Discussion and conclusion
We explored the motivational factors for COVID-19 vaccination hesitancy in Austria, a country with one of the lowest vaccination rates in Western Europe,3 comparatively high infection numbers, and increasing societal polarization in autumn 2021, at a point when the vaccination rate had already plateaued for a while. While the different communicative and incentive strategies tested resulted in apparent differences in the perceived attractiveness of vaccination communication, most of the strategies in the two conjoint experiments did not show significant effects on vaccination readiness. This suggests that the remaining group of unvaccinated people is not easily swayed by communication interventions alone. The most important recommendations that we can derive from the first experiment are: (1) involving healthcare providers, physicians, and scientific expertise in the campaign, (2) a fixed financial reward being preferable to a lottery and (3) easing societal restrictions, if possible, having the strongest appeal among the remaining unvaccinated. From the second experiment, further implications can be derived: (1) news coverage framing should focus on effectiveness of vaccination rather than breakthrough infections, (2) side effects should be communicated clearly and transparently using verbal and numeric information, (3) standard marketing authorization would be desirable.
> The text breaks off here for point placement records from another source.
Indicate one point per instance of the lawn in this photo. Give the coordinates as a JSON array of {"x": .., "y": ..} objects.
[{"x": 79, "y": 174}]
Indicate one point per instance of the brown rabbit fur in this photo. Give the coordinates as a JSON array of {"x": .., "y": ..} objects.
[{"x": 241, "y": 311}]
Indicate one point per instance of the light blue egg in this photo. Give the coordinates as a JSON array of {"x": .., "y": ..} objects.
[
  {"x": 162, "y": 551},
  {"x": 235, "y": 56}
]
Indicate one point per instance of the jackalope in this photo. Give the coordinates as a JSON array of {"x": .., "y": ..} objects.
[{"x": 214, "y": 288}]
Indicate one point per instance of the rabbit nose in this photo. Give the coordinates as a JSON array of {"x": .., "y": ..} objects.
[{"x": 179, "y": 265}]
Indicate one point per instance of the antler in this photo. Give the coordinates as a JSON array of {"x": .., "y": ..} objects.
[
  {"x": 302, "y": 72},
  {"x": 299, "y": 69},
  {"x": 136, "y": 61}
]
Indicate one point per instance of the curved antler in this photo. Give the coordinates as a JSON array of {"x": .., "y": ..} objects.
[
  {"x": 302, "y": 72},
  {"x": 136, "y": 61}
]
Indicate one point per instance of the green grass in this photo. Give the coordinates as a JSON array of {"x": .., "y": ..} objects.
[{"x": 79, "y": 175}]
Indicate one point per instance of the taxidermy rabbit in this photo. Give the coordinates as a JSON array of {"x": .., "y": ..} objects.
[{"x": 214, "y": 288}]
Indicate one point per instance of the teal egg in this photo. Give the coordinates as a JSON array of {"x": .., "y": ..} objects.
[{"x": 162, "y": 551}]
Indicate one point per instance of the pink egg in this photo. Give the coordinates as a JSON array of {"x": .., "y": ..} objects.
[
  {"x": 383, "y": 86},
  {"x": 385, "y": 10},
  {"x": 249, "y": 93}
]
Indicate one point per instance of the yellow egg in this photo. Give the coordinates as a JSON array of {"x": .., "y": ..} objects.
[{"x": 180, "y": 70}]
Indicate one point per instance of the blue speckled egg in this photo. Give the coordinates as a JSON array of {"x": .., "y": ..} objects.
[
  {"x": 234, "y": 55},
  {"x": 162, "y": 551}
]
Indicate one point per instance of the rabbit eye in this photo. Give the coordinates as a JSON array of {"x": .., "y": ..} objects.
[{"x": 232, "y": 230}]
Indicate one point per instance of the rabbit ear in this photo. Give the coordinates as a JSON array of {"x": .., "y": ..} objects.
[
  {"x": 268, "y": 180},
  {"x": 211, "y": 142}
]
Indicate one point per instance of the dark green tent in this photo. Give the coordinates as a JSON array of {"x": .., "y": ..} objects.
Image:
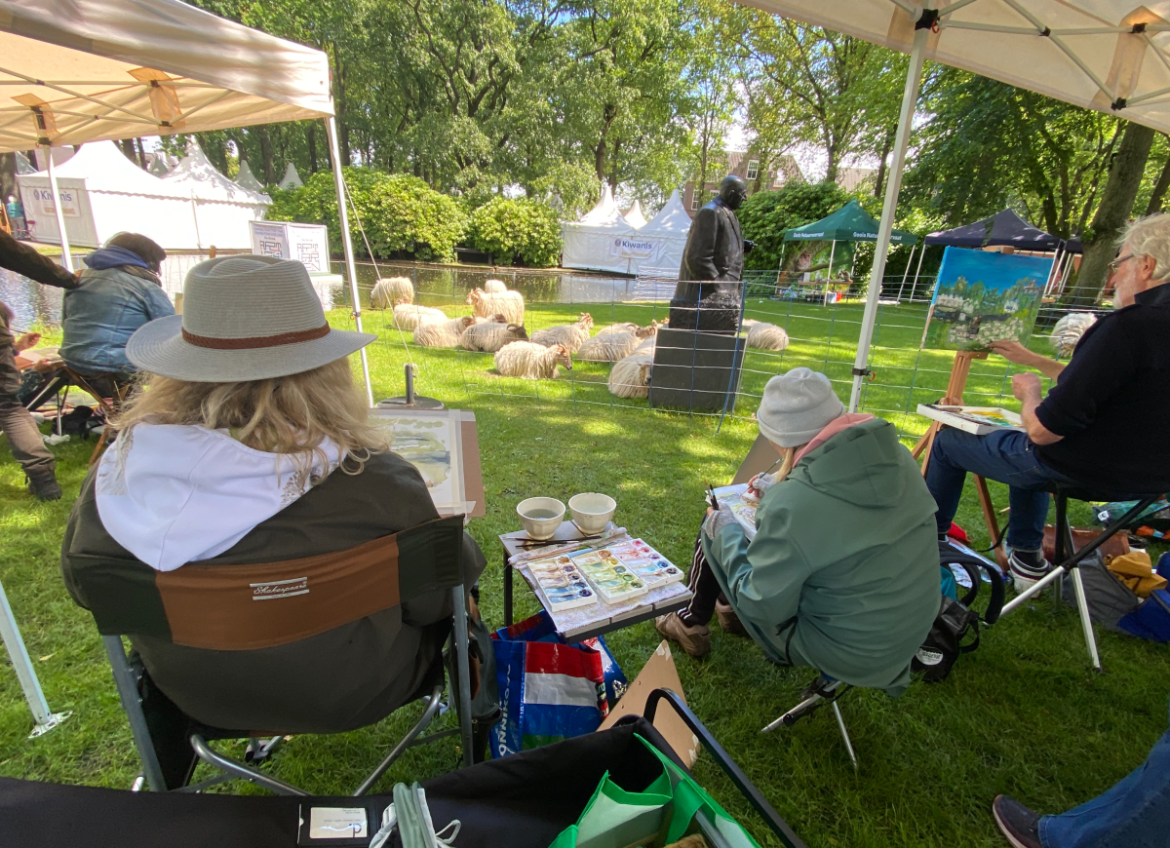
[{"x": 851, "y": 222}]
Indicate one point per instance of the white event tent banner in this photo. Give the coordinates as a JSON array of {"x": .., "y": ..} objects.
[
  {"x": 1108, "y": 55},
  {"x": 102, "y": 194},
  {"x": 221, "y": 208}
]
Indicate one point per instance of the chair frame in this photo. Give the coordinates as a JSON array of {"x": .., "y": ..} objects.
[
  {"x": 126, "y": 683},
  {"x": 1071, "y": 559}
]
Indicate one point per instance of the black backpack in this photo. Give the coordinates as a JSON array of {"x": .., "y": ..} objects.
[{"x": 956, "y": 628}]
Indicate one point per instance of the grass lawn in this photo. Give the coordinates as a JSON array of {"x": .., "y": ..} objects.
[{"x": 1023, "y": 715}]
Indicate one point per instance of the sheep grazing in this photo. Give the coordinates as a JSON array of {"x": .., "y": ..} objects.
[
  {"x": 442, "y": 333},
  {"x": 491, "y": 336},
  {"x": 1068, "y": 331},
  {"x": 611, "y": 346},
  {"x": 410, "y": 317},
  {"x": 766, "y": 337},
  {"x": 532, "y": 362},
  {"x": 571, "y": 336},
  {"x": 507, "y": 303},
  {"x": 391, "y": 291},
  {"x": 631, "y": 377}
]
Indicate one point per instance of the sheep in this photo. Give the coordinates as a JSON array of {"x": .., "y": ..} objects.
[
  {"x": 442, "y": 333},
  {"x": 391, "y": 291},
  {"x": 571, "y": 336},
  {"x": 612, "y": 346},
  {"x": 532, "y": 362},
  {"x": 408, "y": 316},
  {"x": 766, "y": 337},
  {"x": 508, "y": 303},
  {"x": 490, "y": 337},
  {"x": 631, "y": 377},
  {"x": 1068, "y": 331}
]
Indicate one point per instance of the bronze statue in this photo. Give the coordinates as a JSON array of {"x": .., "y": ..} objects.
[{"x": 709, "y": 295}]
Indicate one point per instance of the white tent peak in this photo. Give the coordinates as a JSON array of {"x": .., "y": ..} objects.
[
  {"x": 197, "y": 174},
  {"x": 247, "y": 179},
  {"x": 634, "y": 215},
  {"x": 291, "y": 179}
]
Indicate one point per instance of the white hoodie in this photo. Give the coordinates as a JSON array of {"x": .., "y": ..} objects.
[{"x": 176, "y": 494}]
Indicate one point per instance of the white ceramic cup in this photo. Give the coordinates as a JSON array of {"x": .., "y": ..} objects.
[
  {"x": 592, "y": 510},
  {"x": 541, "y": 525}
]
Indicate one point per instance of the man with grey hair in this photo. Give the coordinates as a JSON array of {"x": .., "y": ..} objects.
[{"x": 1101, "y": 426}]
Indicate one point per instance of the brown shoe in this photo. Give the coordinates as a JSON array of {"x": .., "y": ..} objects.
[
  {"x": 729, "y": 620},
  {"x": 694, "y": 640}
]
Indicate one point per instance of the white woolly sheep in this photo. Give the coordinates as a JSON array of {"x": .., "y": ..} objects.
[
  {"x": 766, "y": 337},
  {"x": 491, "y": 336},
  {"x": 408, "y": 316},
  {"x": 532, "y": 362},
  {"x": 612, "y": 346},
  {"x": 442, "y": 333},
  {"x": 1068, "y": 331},
  {"x": 631, "y": 377},
  {"x": 507, "y": 303},
  {"x": 571, "y": 336},
  {"x": 391, "y": 291}
]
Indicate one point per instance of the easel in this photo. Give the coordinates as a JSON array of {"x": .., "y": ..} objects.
[{"x": 955, "y": 387}]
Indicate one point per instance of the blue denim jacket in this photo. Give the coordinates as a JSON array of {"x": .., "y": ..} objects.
[{"x": 101, "y": 315}]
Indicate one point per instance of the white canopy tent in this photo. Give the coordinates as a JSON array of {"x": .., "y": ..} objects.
[
  {"x": 600, "y": 241},
  {"x": 1109, "y": 55}
]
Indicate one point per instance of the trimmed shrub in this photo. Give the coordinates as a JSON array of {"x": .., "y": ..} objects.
[
  {"x": 516, "y": 232},
  {"x": 400, "y": 214}
]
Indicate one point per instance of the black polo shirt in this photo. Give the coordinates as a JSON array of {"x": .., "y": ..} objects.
[{"x": 1112, "y": 402}]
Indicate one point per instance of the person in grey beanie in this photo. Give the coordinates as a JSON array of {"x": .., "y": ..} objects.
[{"x": 841, "y": 573}]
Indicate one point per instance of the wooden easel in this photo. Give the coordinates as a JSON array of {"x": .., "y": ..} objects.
[{"x": 955, "y": 387}]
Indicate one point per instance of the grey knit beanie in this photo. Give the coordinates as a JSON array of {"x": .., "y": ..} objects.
[{"x": 797, "y": 406}]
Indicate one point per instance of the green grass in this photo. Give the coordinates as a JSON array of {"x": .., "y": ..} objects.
[{"x": 1023, "y": 715}]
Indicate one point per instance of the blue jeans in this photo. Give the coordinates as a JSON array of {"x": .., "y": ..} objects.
[
  {"x": 1135, "y": 813},
  {"x": 1005, "y": 455}
]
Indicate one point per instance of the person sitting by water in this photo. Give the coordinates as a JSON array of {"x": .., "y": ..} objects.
[
  {"x": 249, "y": 443},
  {"x": 842, "y": 574},
  {"x": 119, "y": 291},
  {"x": 1100, "y": 428}
]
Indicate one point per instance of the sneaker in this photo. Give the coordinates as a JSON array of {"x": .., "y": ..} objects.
[
  {"x": 695, "y": 640},
  {"x": 729, "y": 620},
  {"x": 1027, "y": 567},
  {"x": 1017, "y": 822}
]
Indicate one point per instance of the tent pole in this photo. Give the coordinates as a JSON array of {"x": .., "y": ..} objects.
[
  {"x": 886, "y": 227},
  {"x": 351, "y": 269},
  {"x": 66, "y": 256},
  {"x": 907, "y": 271}
]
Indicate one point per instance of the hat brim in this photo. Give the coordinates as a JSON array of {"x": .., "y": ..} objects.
[{"x": 158, "y": 346}]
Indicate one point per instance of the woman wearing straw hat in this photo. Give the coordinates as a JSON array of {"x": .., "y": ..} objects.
[{"x": 249, "y": 443}]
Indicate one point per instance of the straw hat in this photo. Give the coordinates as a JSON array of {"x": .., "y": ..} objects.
[{"x": 243, "y": 318}]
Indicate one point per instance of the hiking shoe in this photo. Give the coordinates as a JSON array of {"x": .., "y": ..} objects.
[
  {"x": 729, "y": 620},
  {"x": 43, "y": 485},
  {"x": 1017, "y": 822},
  {"x": 1027, "y": 567},
  {"x": 694, "y": 639}
]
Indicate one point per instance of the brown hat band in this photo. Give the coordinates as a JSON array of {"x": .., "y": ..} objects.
[{"x": 254, "y": 342}]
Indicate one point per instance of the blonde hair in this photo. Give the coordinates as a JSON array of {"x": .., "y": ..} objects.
[
  {"x": 289, "y": 414},
  {"x": 1150, "y": 236}
]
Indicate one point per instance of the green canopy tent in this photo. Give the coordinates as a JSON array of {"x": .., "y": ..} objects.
[{"x": 850, "y": 223}]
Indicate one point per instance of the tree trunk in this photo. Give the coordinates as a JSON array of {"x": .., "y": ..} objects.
[{"x": 1112, "y": 215}]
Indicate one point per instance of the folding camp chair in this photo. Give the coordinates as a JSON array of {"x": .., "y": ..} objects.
[{"x": 212, "y": 607}]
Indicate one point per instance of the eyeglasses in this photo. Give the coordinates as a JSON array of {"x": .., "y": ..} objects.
[{"x": 1115, "y": 266}]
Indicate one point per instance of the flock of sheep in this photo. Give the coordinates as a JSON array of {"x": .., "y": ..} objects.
[{"x": 496, "y": 325}]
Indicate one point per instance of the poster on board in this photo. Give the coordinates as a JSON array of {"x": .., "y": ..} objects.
[{"x": 983, "y": 297}]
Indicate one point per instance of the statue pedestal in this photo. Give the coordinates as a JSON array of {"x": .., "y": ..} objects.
[{"x": 696, "y": 371}]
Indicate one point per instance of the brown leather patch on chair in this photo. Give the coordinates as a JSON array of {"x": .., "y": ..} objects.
[{"x": 243, "y": 607}]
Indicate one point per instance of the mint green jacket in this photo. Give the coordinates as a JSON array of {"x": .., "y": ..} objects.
[{"x": 842, "y": 574}]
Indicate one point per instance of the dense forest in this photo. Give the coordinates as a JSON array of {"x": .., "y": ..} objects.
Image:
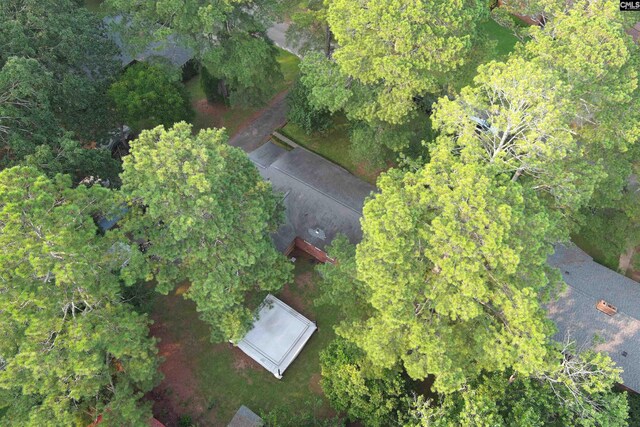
[{"x": 112, "y": 194}]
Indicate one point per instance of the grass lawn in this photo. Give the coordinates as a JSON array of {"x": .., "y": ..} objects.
[
  {"x": 333, "y": 145},
  {"x": 209, "y": 382},
  {"x": 498, "y": 43},
  {"x": 93, "y": 5},
  {"x": 219, "y": 115}
]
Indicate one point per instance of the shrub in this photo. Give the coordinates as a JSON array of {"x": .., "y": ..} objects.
[
  {"x": 373, "y": 399},
  {"x": 211, "y": 86},
  {"x": 149, "y": 95},
  {"x": 303, "y": 114}
]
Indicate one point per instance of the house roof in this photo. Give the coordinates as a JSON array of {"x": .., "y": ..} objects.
[
  {"x": 245, "y": 417},
  {"x": 575, "y": 313},
  {"x": 320, "y": 198},
  {"x": 278, "y": 335},
  {"x": 170, "y": 49}
]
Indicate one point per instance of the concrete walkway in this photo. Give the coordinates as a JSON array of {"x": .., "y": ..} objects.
[{"x": 262, "y": 124}]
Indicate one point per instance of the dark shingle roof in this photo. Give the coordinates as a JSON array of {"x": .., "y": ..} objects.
[
  {"x": 576, "y": 315},
  {"x": 321, "y": 199},
  {"x": 170, "y": 49}
]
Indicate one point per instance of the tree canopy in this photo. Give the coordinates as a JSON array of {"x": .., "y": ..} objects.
[
  {"x": 72, "y": 348},
  {"x": 229, "y": 37},
  {"x": 390, "y": 52},
  {"x": 207, "y": 215},
  {"x": 70, "y": 43},
  {"x": 148, "y": 95},
  {"x": 55, "y": 66}
]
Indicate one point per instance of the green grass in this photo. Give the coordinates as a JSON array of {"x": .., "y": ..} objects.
[
  {"x": 224, "y": 386},
  {"x": 289, "y": 66},
  {"x": 496, "y": 42},
  {"x": 93, "y": 5},
  {"x": 333, "y": 145},
  {"x": 218, "y": 114}
]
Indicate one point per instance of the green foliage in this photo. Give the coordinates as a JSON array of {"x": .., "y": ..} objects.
[
  {"x": 73, "y": 348},
  {"x": 208, "y": 216},
  {"x": 303, "y": 114},
  {"x": 579, "y": 392},
  {"x": 228, "y": 37},
  {"x": 372, "y": 399},
  {"x": 248, "y": 67},
  {"x": 340, "y": 286},
  {"x": 69, "y": 42},
  {"x": 634, "y": 408},
  {"x": 211, "y": 86},
  {"x": 31, "y": 133},
  {"x": 309, "y": 30},
  {"x": 390, "y": 52},
  {"x": 455, "y": 264},
  {"x": 26, "y": 115},
  {"x": 588, "y": 46},
  {"x": 149, "y": 95}
]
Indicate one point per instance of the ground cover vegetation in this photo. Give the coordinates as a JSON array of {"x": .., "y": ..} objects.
[{"x": 437, "y": 318}]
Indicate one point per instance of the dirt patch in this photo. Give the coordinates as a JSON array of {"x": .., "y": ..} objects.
[
  {"x": 177, "y": 394},
  {"x": 214, "y": 111},
  {"x": 260, "y": 112}
]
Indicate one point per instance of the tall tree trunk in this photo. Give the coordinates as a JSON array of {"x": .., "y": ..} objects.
[
  {"x": 327, "y": 37},
  {"x": 222, "y": 87}
]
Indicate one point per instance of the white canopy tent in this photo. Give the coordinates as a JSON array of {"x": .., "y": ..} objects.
[{"x": 277, "y": 337}]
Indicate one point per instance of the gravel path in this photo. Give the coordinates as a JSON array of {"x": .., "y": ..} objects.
[{"x": 257, "y": 130}]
Based on these results, we also expect limited impact of any intervention, including nudging strategies or even vaccine mandates, in the current situation due to the strong opposition to vaccination among a sizable subgroup of unvaccinated. Those who have not been vaccinated so far are strongly concerned about unforeseen side effects, lack trust, and show spiritual beliefs that could prevent them from getting vaccinated. Interestingly women were overrepresented among the unvaccinated individuals in our study. They showed significantly higher belief scores in paradigmatic assumptions, which individual decisions or scientific findings could scarcely influence. Likewise, strong trust in so-called ‘alternative medical methods’ such as homeopathy and the assumption that the own immune system would be sufficient in fighting COVID-19 was present in our sample.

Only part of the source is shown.